The CHAT, a joint effort between NOAA's National Hurricane Center and the 403rd Wing's 53rd Weather Reconnaissance Squadron, promotes hurricane awareness and preparedness throughout the Caribbean region.

This outreach program began in the 1970s, and is conducted annually prior to hurricane season. Last year, the tour was cancelled due to Sequestration.

More than 4,000 people attended this year's tour, which stopped at Manzanillo, Zihuatanejo and Huatulco, Mexico, St. Vincent, and San Juan, Puerto Rico. About 500 people toured the aircraft in Puerto Rico May 10 before the static display was cancelled due to inclement weather. In previous years, anywhere from 8,000 to 10,000 people toured the aircraft in Puerto Rico.

"The tour strengthens our relationships with these countries' meteorological services, civil protection agencies, elected officials, and media partners that all work together to enhance public safety during the hurricane season," said Dr. Richard Knabb, the director of the National Hurricane Center, a NOAA facility in Miami, Florida.

"The NHC works closely with Mexico and many other countries throughout the Caribbean region to share vital weather observations and data that assist in tracking tropical cyclones and in issuing warnings," Knabb said.

The Air Force Reserve Hurricane Hunters assist the NHC, Mexico and Caribbean nations in improving their hurricane forecasts by providing critical storm data utilizing the WC-130J, said Lt. Col. Jon Talbot, the 53rd WRS chief meteorologist.

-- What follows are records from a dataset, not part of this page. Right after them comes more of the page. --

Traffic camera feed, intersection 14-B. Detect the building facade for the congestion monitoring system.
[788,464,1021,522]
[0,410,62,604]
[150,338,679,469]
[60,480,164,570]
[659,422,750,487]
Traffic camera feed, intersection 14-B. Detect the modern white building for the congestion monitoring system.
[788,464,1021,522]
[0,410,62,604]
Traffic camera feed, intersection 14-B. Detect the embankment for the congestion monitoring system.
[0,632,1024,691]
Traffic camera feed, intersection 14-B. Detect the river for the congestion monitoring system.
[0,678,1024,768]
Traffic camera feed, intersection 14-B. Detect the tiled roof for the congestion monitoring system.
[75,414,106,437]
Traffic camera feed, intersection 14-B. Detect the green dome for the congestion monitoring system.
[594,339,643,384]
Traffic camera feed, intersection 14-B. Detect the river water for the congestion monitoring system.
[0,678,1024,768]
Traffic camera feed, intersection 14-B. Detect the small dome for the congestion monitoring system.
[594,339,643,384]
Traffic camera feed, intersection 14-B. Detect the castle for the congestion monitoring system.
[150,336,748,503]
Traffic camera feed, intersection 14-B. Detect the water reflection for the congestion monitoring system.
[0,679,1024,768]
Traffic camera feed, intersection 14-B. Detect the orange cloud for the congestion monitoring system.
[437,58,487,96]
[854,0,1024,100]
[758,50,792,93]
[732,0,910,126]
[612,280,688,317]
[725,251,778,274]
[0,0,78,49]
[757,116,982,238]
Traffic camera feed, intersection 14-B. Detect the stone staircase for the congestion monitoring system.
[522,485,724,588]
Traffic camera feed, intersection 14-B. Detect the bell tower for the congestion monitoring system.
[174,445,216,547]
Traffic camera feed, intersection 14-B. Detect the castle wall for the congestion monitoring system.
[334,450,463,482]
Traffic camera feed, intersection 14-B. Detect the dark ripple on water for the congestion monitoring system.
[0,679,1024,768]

During a tropical storm or hurricane, 53rd WRS crews can fly through the eye of a storm four to six times. During each pass through the eye, crews release a dropsonde, which collects temperature, wind speed, wind direction, humidity and surface pressure data. The crew also collects surface wind speed data and flight level data. This information is transmitted to the NHC to assist them with their storm warnings and hurricane forecast models in the Caribbean and eastern Pacific. During a typical year, the squadron will fly 60 to 100 missions for the NHC, Talbot said.

"Another benefit due to the CHAT is that these countries usually grant us overflight clearances for our storm missions, which saves time and money," Talbot said.

At each CHAT location, Knabb and representatives from the countries' meteorological services and disaster preparedness agencies briefed local officials and the media about the impact of hurricanes in the region and the importance of being prepared. After the press conferences, the public toured the WC-130J and crewmembers briefed them about their mission and how data is collected and transmitted to the NHC for their forecasts.

Karen Santiago, a third grader at Escuela Primaria Francisco Cabrera, Huatulco, Mexico, attended the event with her class.

The future meteorologist said she enjoys learning about severe weather such as storms and tornadoes, and the highlight of her day was touring the WC-130J.

"It's beautiful," she said. "And, I liked learning about the dropsonde."

Although last year was one of the calmest hurricane seasons on record for the United States, with only two hurricanes overall in the Atlantic basin, Mexico wasn't so fortunate. The country was hit by eight storms; five were tropical storms and three were hurricanes. In September, Hurricanes Ingrid and Manuel caused the most damage to the country. The storms struck simultaneously within a 24-hour period affecting two-thirds of Mexico, killing 155 people and causing $5.7 billion in damage, according to NOAA. In all, about 185 people lost their lives during the 2013 hurricane season.

"These countries have the same issues that we have in the United States with people either being complacent or ignoring the storm warnings and not evacuating when they should," Knabb said. "That's why this outreach mission is so important. We work together to educate the public, especially the children who can encourage their families to prepare for this hurricane season. By raising the public's awareness, we can save lives and property."